Il lâcha la main de la fille d’honneur qui venait de lui figurer le signe, et répéta le même attouchement sous les doigts d’Annibal.

Celui-ci, parlant à la cantonade, dit aussitôt :

— Entrez, Madame la comtesse. Cet homme n’est pas de trop.

La comtesse de Clare passa le seuil.

— Altesse, dit-elle à la Goret, Monseigneur, informé de l’horrible attentat, envoie chercher de vos nouvelles.

— Chut ! fit Annibal, en montrant Vincent, l’éclopé, qui ouvrait de grands yeux.

— Je me charge de lui, dit Pistolet. Il en sait trop long, ce brave-là !

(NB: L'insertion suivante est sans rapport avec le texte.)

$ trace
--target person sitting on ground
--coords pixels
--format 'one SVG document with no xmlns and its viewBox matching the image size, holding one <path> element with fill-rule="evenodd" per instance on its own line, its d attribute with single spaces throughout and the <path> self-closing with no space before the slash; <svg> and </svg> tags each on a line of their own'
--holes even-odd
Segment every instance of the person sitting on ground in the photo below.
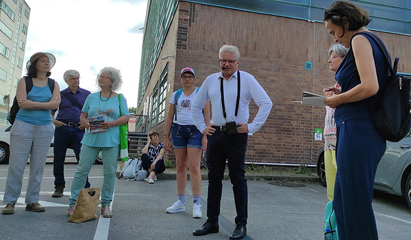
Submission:
<svg viewBox="0 0 411 240">
<path fill-rule="evenodd" d="M 160 174 L 166 170 L 164 164 L 164 145 L 160 142 L 160 134 L 156 131 L 151 131 L 147 137 L 147 144 L 141 150 L 141 163 L 142 169 L 147 171 L 149 176 L 145 179 L 149 183 L 154 183 L 157 180 L 155 174 Z"/>
</svg>

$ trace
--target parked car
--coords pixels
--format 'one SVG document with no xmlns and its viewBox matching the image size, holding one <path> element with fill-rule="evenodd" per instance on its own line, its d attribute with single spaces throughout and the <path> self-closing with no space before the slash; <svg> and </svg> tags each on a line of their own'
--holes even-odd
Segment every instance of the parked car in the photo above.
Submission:
<svg viewBox="0 0 411 240">
<path fill-rule="evenodd" d="M 0 126 L 0 164 L 8 163 L 9 158 L 10 157 L 10 129 L 12 125 L 8 124 L 6 125 Z M 50 149 L 49 149 L 49 153 L 47 157 L 53 157 L 53 142 L 50 144 Z M 73 149 L 67 149 L 66 157 L 75 157 Z M 95 161 L 96 164 L 103 164 L 103 160 L 101 159 L 101 152 L 99 153 L 99 157 Z"/>
<path fill-rule="evenodd" d="M 317 174 L 327 186 L 324 166 L 324 147 L 317 156 Z M 355 168 L 355 166 L 353 166 Z M 411 135 L 399 142 L 387 141 L 387 148 L 375 174 L 374 189 L 401 196 L 411 208 Z"/>
</svg>

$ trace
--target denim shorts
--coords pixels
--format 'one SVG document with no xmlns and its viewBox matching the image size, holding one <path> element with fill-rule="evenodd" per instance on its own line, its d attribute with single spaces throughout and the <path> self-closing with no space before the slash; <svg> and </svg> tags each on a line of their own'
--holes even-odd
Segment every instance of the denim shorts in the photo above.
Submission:
<svg viewBox="0 0 411 240">
<path fill-rule="evenodd" d="M 195 125 L 179 125 L 173 124 L 171 129 L 173 145 L 174 148 L 199 148 L 201 149 L 203 134 Z"/>
</svg>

À ce mot « Altesse », Pistolet avait légèrement tressailli, et ses dernières paroles étaient principalement destinées à cacher sa propre surprise.

La Goret ôta sa bouteille de sa bouche.

— Pas de bon Dieu ! gronda-t-elle, c’est gênant d’être princesse. En voilà des histoires ! Je n’ai donc plus le droit de taper sur mon fieu sans qu’on l’accuse de ci et de ça ! Il n’a pas voulu me périr, et son couteau ne tuerait pas un lapin… Allons ! allons ! innocent, vient baiser m’man. Ces messieurs et ces dames vont me prêter quarante sous pour ta casse et ton déjeuner. Ne dis pas ce que tu as vu ou on t’assomme, c’te fois-là pour de bon… File !

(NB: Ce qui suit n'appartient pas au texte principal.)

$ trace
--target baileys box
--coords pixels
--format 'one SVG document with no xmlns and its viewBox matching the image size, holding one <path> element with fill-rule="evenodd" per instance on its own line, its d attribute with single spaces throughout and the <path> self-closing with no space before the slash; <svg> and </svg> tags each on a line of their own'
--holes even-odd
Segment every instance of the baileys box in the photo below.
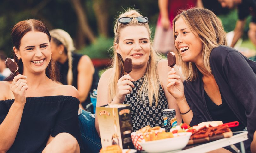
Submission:
<svg viewBox="0 0 256 153">
<path fill-rule="evenodd" d="M 102 147 L 117 144 L 123 149 L 134 148 L 130 112 L 129 105 L 110 104 L 97 107 Z"/>
</svg>

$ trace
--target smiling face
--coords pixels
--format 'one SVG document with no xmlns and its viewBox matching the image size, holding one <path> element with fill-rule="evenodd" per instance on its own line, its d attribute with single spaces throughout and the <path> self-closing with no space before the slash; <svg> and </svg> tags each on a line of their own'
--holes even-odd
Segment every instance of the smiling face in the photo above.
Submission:
<svg viewBox="0 0 256 153">
<path fill-rule="evenodd" d="M 14 47 L 17 56 L 22 60 L 24 72 L 45 72 L 51 60 L 50 44 L 48 36 L 43 32 L 30 31 L 25 34 L 20 48 Z"/>
<path fill-rule="evenodd" d="M 197 34 L 194 34 L 182 17 L 174 24 L 175 46 L 185 62 L 197 62 L 202 60 L 203 43 Z"/>
<path fill-rule="evenodd" d="M 116 43 L 115 47 L 123 59 L 131 58 L 133 67 L 147 65 L 150 51 L 147 28 L 143 26 L 130 26 L 122 29 L 120 33 L 119 43 Z"/>
</svg>

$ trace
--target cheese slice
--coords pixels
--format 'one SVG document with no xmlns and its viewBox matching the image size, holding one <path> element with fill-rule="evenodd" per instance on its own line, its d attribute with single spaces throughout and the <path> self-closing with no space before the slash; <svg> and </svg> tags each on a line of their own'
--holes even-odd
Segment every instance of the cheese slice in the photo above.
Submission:
<svg viewBox="0 0 256 153">
<path fill-rule="evenodd" d="M 209 125 L 210 125 L 213 127 L 217 127 L 219 125 L 223 124 L 223 122 L 222 121 L 213 121 L 212 122 L 202 122 L 201 123 L 198 124 L 198 125 L 195 126 L 193 126 L 192 128 L 195 129 L 197 131 L 201 127 L 204 127 L 204 126 L 206 126 L 207 127 L 209 127 Z"/>
</svg>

— Mais… voulut objecter Annibal.

— Tais ton bec, bel homme, et donne les quarante sous… pas de réplique !

Annibal obéit, parce que Pistolet lui dit à l’oreille :

— Il est pour payer la loi, c’est sacré. On va vous l’empailler proprement.

Pendant que l’éclopé sortait par la porte principale, Pistolet se glissa dans l’étable, et de là dans la cour qui avait une issue au-dehors.

En passant, il avait lancé un coup d’œil à Mèche, qui le suivit.